Darwinia

by Robert Charles Wilson
Reviewed date: 2009 Mar 5
Rating: 2
384 pages
cover art

I find it curious that I happened to read both The Voyage of the Space Beagle and Darwinia right around the 200th anniversary of Charles Darwin's birth. Coincidence, or divine interventionnatural selection?

Darwinia is the better of the two books. It starts out as an alternate history: in 1912, Europe and everything on it disappears. In its place is a new continent, covered with lush primeval forests. Science is unable to explain this tragic miracle, but the world gets busy colonizing the new continent of Darwinia.

I half expected a Burroughsesque tale of heroism and adventure in the primitive lands of the new continent, but Wilson goes a different direction. He introduces us to Guilford Law, a photographer on the first major exploratory expedition to Darwinia. Through Guilford we gradually learn the dreadful secret behind the disappearance of Europe and the new continent of Darwinia.

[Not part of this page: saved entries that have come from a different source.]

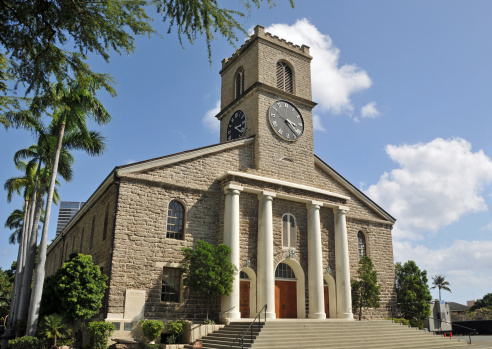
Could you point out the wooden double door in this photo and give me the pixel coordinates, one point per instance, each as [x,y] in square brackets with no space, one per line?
[286,299]
[244,296]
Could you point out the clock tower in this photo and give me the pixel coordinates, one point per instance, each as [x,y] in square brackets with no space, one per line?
[266,93]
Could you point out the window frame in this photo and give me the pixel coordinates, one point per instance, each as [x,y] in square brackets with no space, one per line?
[179,279]
[289,245]
[238,75]
[183,228]
[286,71]
[362,234]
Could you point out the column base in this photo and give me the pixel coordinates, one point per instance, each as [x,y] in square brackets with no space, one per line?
[347,316]
[317,316]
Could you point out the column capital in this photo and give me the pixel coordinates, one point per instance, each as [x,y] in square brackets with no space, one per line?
[233,187]
[340,209]
[266,195]
[314,204]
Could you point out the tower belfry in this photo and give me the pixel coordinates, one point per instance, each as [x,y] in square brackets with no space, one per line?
[266,93]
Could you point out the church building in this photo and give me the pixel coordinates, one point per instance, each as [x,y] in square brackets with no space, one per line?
[296,227]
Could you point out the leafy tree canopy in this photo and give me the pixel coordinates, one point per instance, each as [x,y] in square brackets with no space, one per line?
[208,269]
[412,292]
[76,290]
[44,41]
[485,302]
[365,290]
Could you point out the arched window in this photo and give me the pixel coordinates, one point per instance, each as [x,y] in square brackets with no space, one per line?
[93,226]
[175,220]
[284,77]
[289,231]
[361,244]
[106,217]
[284,271]
[239,83]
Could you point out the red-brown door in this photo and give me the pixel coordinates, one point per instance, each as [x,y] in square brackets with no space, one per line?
[244,298]
[286,299]
[327,302]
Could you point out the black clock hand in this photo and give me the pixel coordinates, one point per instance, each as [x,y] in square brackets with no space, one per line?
[289,124]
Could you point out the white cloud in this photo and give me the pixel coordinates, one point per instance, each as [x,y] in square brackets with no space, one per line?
[210,121]
[487,227]
[369,111]
[436,183]
[317,123]
[465,264]
[332,84]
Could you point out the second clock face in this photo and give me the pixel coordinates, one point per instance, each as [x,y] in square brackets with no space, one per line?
[236,126]
[286,120]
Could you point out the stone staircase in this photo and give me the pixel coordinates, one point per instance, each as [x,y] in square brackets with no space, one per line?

The disappearance of Europe is An Event of such magnitude that no explanation could possibly be satisfactory. The intrigue of Darwinia is more interesting than the clinical details of the how and why of The Event. Wilson should have stuck with alternate history. Instead, he veers off into crazy land.

Darwinia is not alternate history, it's more like The Matrix. Billions of years after Earth's sun grew cold and died, the universal intelligence has created the Archive, a repository of all knowledge. Within the Archive, periods of history are replayed over and over, like a documentary film that loops continuously at a museum. Guilford Law and everyone else are virtual people in a virtual Earth.

The Archive is infected with psilife, which is akin to an intelligent, mutating computer virus. Psilife is rewriting the Archive to protect itself; the disappearance of Europe is the result of psilife activity. The keepers of the Archive are at war with psilife, and they've drafted Guilford Law to fight psilife on Earth.

Wilson writes well, but the idea is ludicrous. Seriously, he wants me to believe that the makers of the Archive can only combat psilife by drafting the virtual denizens of the Archive to fight for their cause? And oh! How precisely does Guilford defeat psilife? Why, he fights his way to the Nexus, which is a deep shaft in the forest of Darwinia. The Nexus is psilife's access point to Earth. Guilford jumps into the shaft, thereby...what? Closing the Nexus, I think. Somehow his act denies psilife further access to Earth. It makes no sense.

Darwinia offers a glimpse of an engaging alternate history, complete with a savage, untrammeled continent ready for the taking. Wilson all but ignores the primeval allure of Darwinia and presents a disappointing explanation for The Event. Darwinia is disappointing.